Cuomo doesn’t want to wreck rock or even push too hard against its boundaries — the three-minute single is his favorite playground. Maladroit has a more disturbed edge than did the Green Album. Careening guitar solos stretch out the waistband on rockers such as “Fall Together,” while the teakettle harmonies on “Space Rock” recall Weezer’s forebears in hyperactivity, the Pixies. But these painfully romantic accounts of the post-collegiate struggle to make peace with society (and girls, society’s stand-in throughout literature as well as pop) invite listeners in, in that patented Weezer way: by being relentlessly singable, even when the lyrics don’t quite make sense, and tight as a drum, even when the band seems about to lose it.

Speaking of drums, Patrick Wilson is a monster behind the kit. Cuomo relies on his rhythm section, rounded out by new bassist Scott Shriner, to anchor Cuomo’s melodic flights of fancy. The band’s best trick on Maladroit is combining glam-rock riffs with doo-wop vocals — “Keep Fishin’ ” starts with Bowie’s “Jean Genie” shuffle, while “Take Control” nods at T. Rex’s “Children of the Revolution.” Wilson and Shriner maintain the tension as Cuomo’s singing veers into woo-woo land.
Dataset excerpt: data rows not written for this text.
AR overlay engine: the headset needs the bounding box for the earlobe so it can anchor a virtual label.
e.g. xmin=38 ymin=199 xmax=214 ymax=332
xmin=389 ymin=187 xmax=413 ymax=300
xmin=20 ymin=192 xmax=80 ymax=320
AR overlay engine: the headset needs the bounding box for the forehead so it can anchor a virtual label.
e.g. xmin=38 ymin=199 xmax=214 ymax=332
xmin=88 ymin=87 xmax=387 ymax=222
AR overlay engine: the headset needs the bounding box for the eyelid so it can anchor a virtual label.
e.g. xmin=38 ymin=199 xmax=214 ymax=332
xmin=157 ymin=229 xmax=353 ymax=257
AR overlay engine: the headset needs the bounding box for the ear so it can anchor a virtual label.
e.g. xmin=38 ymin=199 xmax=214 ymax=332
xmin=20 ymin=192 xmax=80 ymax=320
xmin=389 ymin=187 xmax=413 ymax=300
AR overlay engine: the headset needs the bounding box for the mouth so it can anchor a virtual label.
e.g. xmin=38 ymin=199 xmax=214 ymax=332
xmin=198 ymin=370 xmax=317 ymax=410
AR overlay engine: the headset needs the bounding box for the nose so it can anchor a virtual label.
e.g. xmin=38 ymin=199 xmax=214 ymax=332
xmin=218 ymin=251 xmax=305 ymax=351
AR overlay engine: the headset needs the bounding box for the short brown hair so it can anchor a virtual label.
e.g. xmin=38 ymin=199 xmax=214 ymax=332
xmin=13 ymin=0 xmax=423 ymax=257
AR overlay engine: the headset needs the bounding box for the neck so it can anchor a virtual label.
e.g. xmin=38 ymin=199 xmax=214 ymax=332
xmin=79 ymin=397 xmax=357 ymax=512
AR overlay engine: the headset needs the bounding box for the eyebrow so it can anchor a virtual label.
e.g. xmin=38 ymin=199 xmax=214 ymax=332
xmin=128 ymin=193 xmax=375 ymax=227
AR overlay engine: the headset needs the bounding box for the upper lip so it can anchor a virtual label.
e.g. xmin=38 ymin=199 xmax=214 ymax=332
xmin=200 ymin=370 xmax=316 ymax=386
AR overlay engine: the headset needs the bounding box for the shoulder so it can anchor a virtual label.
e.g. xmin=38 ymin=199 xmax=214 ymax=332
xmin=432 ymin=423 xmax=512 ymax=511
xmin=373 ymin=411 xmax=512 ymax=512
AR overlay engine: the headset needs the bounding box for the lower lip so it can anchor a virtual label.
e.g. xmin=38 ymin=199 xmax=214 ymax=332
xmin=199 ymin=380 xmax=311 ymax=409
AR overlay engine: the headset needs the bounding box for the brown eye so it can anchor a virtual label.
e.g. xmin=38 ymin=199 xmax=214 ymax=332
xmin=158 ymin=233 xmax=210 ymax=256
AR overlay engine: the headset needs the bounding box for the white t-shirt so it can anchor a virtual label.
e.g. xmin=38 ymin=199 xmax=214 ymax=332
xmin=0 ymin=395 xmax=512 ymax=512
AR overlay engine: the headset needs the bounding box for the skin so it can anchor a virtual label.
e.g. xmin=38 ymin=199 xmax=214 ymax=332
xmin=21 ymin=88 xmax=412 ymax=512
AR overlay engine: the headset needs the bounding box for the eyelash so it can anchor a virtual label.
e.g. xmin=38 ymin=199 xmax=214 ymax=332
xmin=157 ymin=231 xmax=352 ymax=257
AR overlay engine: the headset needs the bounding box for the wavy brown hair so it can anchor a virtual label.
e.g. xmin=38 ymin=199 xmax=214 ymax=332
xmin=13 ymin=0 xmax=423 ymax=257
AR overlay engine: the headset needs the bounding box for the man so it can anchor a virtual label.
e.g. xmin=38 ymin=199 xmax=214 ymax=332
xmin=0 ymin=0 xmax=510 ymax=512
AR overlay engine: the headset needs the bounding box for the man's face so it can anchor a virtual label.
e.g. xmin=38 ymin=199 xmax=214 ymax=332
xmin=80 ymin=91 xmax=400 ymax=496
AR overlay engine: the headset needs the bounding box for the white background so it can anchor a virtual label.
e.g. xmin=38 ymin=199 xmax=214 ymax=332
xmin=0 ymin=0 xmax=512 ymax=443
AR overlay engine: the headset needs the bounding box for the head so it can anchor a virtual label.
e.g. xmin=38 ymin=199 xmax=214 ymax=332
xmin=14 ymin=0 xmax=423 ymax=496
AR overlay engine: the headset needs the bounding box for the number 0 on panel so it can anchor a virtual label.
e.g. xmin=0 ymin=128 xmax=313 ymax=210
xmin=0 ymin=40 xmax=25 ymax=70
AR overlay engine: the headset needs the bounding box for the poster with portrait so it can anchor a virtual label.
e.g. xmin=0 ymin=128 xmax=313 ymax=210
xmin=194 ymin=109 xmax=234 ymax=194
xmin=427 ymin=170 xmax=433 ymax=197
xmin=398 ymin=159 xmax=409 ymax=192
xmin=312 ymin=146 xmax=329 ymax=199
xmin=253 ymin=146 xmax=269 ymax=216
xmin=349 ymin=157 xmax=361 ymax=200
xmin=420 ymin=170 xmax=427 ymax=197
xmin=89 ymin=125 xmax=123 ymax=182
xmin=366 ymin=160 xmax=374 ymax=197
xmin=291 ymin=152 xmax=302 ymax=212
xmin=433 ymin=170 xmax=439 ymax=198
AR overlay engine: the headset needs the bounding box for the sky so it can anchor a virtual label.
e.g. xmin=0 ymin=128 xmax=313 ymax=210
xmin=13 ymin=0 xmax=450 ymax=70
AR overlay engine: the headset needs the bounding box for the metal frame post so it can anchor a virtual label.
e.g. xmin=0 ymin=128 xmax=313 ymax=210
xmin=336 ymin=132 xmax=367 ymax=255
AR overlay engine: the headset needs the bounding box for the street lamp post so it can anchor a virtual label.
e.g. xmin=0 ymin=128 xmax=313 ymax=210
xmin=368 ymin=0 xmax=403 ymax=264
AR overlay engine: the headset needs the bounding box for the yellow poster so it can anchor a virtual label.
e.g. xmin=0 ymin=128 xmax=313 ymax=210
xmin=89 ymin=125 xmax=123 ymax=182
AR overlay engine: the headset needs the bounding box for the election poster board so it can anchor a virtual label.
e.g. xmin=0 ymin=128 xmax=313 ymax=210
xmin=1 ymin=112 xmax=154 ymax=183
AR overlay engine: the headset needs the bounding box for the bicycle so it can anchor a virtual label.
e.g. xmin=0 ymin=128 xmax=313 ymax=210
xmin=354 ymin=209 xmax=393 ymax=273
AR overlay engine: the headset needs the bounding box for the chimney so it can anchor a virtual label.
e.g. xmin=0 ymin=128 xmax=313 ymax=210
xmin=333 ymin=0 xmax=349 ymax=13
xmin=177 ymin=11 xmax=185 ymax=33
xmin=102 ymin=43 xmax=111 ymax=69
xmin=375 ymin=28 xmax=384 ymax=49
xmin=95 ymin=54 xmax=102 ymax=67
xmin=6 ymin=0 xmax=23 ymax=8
Solid musicianship allows for quick leaps across genres: ersatz jazz, punk and Southern boogie compete for attention within Weezer’s base of power pop. “Possibilities” is the closest the album comes to a genre exercise, an ideal version of Cali beach-town hardcore. That little purist moment seems slightly odd, given that most of Maladroit is classic Weezer — that is, every kind of rock at once. Sometimes even Cuomo needs a rest, apparently. But despite the damage his mood swings might inflict on him personally, it’s hard not to hope that this professional Ritalin kid never learns to sit still.